He lives alone now, seldom goes out. There is one man he occasionally meets for coffee. The coffee guy lost his wife a couple of years ago. He shocked the solitary guy the other day when he said he had met a new woman — the love of his life, he said.
This astounded the other guy. He couldn’t imagine finding another love of his life and starting a new relationship.
It’s not that he wants to wallow in grief. He just doesn’t have the spark to ignite a new relationship. Compared to his coffee friend Mr Sparkplug, he’s a dead battery.
The life he had with his wife was like several lives, thirty-four years of sturm and drang, emotionally intense, tempestuous, tossed about on waves of tragedy — mainly the early death of a son.

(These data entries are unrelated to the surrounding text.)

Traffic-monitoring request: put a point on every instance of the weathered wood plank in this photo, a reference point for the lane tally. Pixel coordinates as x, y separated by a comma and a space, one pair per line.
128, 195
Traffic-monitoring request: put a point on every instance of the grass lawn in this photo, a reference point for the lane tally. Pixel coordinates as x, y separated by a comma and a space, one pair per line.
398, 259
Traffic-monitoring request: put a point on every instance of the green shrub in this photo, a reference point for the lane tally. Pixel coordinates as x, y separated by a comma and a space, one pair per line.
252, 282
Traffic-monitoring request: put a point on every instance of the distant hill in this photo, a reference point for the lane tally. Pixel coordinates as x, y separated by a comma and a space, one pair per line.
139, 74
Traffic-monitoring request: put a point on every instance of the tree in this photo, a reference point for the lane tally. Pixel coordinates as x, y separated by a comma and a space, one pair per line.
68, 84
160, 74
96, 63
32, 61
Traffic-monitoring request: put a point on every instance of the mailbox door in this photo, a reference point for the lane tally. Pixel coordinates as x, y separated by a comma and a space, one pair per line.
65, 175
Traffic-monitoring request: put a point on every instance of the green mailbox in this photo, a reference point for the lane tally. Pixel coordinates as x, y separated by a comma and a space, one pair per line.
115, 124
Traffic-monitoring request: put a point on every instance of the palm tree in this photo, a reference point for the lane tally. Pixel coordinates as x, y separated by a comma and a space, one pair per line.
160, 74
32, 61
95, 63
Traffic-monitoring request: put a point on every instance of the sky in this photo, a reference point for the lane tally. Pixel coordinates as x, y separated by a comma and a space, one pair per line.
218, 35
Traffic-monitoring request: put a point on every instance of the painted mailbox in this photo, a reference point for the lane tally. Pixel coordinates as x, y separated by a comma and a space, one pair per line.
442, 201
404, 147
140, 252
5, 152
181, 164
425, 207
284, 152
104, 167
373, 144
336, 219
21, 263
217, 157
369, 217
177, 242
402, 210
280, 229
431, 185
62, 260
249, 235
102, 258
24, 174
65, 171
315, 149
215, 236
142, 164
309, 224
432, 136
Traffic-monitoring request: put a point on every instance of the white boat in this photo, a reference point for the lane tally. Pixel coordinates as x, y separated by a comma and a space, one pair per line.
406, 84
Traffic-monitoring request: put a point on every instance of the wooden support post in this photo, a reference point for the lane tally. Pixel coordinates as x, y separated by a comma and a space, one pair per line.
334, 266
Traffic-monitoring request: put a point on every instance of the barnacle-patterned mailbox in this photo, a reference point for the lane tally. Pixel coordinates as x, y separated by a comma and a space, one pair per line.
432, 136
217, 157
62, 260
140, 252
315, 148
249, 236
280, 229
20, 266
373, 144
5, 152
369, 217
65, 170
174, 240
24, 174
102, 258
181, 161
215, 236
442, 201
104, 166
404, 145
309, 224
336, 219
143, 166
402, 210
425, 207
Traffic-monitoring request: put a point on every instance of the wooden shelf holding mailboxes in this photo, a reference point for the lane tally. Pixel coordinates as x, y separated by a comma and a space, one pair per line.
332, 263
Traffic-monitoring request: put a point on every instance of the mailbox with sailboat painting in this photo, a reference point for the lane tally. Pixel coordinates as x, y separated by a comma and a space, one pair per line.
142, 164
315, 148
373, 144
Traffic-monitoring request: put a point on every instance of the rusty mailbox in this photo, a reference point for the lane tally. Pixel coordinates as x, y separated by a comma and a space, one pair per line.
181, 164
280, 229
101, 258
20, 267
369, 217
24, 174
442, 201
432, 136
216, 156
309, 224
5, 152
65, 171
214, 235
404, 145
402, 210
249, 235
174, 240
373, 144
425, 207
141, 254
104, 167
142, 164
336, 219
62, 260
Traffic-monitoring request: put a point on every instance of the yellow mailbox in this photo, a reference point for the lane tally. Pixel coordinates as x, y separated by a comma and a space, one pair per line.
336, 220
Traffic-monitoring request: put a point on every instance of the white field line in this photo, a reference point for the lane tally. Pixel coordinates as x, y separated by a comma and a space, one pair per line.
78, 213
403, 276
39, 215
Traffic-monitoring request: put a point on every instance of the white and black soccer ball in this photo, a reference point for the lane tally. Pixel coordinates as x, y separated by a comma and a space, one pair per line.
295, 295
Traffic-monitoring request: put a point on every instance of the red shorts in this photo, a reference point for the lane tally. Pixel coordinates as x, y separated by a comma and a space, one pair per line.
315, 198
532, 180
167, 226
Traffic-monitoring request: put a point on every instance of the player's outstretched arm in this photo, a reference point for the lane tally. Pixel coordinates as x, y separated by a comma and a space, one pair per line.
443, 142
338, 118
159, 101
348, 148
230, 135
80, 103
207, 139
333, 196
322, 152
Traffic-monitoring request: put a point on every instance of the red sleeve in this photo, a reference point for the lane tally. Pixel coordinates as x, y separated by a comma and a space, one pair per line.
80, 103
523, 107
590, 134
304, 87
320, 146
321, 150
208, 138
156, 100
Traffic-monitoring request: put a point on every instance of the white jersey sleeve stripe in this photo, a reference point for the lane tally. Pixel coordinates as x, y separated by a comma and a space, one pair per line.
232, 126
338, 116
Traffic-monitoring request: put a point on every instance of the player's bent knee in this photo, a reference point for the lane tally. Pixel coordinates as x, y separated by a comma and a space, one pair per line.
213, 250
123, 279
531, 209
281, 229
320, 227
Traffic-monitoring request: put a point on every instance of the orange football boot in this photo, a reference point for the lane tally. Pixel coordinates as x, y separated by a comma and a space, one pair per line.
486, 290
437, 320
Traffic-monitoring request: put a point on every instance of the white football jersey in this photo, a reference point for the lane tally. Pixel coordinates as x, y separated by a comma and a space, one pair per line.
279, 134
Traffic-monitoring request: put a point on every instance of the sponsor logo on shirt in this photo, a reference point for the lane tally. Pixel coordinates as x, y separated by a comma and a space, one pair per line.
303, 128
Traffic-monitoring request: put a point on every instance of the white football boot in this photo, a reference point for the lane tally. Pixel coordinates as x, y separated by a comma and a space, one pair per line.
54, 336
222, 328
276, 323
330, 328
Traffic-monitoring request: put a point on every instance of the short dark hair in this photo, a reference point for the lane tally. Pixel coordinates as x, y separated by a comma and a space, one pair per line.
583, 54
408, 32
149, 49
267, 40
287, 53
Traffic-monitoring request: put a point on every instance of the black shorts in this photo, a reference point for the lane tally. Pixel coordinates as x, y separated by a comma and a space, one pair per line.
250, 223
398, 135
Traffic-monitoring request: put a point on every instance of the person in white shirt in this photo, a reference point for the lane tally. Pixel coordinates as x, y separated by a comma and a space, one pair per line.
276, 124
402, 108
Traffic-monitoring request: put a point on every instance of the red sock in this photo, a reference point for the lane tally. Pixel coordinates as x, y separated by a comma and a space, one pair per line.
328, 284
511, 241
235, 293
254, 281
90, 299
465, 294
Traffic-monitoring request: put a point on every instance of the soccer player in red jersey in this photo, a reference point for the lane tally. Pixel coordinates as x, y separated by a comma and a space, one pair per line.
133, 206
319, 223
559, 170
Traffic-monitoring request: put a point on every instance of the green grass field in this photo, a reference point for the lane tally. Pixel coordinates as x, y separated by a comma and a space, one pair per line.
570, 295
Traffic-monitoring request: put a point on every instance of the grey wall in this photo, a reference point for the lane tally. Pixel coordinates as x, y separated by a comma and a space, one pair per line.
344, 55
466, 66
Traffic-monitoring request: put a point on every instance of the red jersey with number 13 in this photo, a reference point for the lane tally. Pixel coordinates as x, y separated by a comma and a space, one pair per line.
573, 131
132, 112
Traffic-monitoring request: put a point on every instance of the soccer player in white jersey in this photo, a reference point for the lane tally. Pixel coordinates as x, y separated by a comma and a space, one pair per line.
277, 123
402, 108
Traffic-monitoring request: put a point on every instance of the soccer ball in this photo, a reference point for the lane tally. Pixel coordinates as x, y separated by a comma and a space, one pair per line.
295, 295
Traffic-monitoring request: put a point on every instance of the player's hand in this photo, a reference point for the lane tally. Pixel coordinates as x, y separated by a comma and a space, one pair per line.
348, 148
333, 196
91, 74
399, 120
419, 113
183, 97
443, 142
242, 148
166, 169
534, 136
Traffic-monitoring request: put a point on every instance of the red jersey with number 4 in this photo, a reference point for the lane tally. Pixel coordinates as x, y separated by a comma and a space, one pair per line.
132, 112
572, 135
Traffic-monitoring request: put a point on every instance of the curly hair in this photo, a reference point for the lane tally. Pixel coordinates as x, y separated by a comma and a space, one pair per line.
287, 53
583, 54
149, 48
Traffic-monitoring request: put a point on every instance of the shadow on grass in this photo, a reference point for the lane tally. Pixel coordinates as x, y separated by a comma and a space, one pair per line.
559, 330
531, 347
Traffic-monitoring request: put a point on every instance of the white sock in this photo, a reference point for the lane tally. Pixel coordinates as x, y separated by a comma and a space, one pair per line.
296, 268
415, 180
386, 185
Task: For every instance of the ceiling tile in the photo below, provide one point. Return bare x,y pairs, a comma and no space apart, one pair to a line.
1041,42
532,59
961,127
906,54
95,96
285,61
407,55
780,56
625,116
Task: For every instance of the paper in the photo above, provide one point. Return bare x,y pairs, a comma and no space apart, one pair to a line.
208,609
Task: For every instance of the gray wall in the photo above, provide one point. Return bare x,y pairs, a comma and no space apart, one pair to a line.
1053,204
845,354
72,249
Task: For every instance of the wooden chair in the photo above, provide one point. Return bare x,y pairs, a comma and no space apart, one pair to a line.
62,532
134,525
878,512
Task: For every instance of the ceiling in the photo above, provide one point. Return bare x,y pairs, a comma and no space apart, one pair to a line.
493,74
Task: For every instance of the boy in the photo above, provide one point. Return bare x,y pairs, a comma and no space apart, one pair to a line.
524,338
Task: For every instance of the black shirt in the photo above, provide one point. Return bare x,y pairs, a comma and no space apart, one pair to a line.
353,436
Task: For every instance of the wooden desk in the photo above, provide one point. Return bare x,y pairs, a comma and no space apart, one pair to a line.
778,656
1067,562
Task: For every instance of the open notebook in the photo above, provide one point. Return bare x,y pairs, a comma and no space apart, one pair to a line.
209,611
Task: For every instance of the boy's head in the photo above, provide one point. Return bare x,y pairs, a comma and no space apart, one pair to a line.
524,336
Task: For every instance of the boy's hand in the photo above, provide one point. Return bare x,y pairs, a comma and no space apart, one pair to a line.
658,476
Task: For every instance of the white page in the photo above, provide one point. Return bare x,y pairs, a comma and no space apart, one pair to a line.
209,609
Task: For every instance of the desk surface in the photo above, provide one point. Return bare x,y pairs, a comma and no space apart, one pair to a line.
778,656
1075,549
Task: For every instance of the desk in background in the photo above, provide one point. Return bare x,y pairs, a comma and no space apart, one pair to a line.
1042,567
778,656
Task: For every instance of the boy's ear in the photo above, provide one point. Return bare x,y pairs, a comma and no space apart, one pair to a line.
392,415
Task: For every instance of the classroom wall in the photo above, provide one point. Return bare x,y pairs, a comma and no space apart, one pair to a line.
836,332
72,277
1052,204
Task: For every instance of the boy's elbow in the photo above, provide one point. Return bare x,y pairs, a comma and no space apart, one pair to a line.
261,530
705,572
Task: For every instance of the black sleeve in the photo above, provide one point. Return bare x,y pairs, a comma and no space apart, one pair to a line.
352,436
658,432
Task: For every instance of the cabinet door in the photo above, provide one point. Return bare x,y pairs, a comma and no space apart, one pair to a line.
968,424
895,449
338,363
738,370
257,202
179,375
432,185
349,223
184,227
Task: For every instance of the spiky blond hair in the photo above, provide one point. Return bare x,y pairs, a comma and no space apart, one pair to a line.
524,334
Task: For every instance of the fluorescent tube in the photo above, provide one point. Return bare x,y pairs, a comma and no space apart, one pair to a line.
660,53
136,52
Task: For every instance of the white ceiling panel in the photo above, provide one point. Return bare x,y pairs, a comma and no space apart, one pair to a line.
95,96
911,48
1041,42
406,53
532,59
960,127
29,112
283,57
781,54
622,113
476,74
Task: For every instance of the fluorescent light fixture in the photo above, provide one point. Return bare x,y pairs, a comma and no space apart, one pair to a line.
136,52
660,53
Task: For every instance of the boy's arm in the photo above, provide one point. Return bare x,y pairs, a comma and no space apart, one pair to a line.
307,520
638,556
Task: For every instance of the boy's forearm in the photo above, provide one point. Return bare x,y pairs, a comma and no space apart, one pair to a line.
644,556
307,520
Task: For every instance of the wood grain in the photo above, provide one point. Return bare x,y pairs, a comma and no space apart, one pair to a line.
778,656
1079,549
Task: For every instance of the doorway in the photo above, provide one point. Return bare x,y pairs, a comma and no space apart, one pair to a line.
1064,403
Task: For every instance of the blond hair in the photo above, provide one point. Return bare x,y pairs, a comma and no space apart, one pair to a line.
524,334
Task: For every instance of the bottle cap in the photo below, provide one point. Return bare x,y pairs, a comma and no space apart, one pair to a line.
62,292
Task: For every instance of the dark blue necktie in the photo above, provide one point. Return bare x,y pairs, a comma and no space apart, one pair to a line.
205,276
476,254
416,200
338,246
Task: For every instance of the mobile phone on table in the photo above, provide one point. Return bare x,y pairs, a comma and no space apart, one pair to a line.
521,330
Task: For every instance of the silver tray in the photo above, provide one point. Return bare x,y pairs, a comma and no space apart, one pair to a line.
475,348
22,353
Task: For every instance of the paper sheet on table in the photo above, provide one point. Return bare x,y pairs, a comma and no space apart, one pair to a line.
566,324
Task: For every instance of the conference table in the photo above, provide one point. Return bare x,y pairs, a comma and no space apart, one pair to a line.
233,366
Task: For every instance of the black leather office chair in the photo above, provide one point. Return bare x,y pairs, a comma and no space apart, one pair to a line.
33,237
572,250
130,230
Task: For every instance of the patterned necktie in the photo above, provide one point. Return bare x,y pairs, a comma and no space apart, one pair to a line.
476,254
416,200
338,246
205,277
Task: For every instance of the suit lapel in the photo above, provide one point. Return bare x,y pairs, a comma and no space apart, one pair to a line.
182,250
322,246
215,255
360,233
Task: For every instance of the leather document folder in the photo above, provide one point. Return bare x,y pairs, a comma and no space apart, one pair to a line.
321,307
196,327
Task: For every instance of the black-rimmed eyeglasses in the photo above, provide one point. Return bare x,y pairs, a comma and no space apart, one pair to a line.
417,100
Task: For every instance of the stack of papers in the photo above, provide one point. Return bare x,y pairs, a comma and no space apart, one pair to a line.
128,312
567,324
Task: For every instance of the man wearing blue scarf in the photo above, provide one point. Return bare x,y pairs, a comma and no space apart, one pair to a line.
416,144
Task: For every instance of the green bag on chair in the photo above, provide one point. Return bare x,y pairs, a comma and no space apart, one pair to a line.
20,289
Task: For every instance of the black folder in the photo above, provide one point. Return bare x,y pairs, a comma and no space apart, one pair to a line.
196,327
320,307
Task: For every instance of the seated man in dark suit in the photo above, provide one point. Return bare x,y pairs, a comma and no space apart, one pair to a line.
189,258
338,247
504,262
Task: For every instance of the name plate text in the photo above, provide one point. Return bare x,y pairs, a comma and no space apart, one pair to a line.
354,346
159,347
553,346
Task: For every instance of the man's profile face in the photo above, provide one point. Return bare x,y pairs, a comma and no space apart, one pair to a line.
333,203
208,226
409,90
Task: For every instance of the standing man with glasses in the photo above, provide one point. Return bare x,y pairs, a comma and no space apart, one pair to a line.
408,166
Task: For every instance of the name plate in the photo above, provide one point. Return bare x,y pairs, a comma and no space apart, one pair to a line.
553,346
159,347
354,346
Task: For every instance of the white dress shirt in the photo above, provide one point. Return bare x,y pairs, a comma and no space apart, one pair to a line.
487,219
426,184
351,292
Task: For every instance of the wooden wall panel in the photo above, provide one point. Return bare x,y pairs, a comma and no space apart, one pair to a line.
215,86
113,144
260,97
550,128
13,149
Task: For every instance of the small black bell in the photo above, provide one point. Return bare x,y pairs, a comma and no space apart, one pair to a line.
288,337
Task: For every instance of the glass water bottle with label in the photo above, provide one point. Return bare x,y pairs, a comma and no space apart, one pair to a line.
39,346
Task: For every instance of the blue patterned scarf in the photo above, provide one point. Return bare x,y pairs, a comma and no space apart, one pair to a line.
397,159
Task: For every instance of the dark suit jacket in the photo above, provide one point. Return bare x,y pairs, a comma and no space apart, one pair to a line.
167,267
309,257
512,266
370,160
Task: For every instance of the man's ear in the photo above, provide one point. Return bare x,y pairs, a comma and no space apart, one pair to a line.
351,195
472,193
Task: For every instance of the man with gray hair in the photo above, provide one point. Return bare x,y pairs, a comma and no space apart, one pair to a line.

In between the turmoil, they travelled the world, stayed in fine hotels and lived the life, as the saying goes.
There were periods of time when they were apart, during which our hero (by which, of course, I mean antihero) tried to put his life back together. But they always ended up with each other. His wife was steadfast. She was always there for him. And he, in his own vagabond, messed-up way, was always there for her.
In the end they were together. The last three years of her life-draining illness he was her caregiver. When she was dying, as he held her hand, he told her he would love her forever. Sounds corny, perhaps, but he meant it with all his heart.
No other woman could take her place.
People used to say of his wife, “She’s very warm.” Now he looks for warmth in the fire he lights on winter nights, a bottle of bourbon on the coffee table and the memories — the good memories — of his wife and their life together.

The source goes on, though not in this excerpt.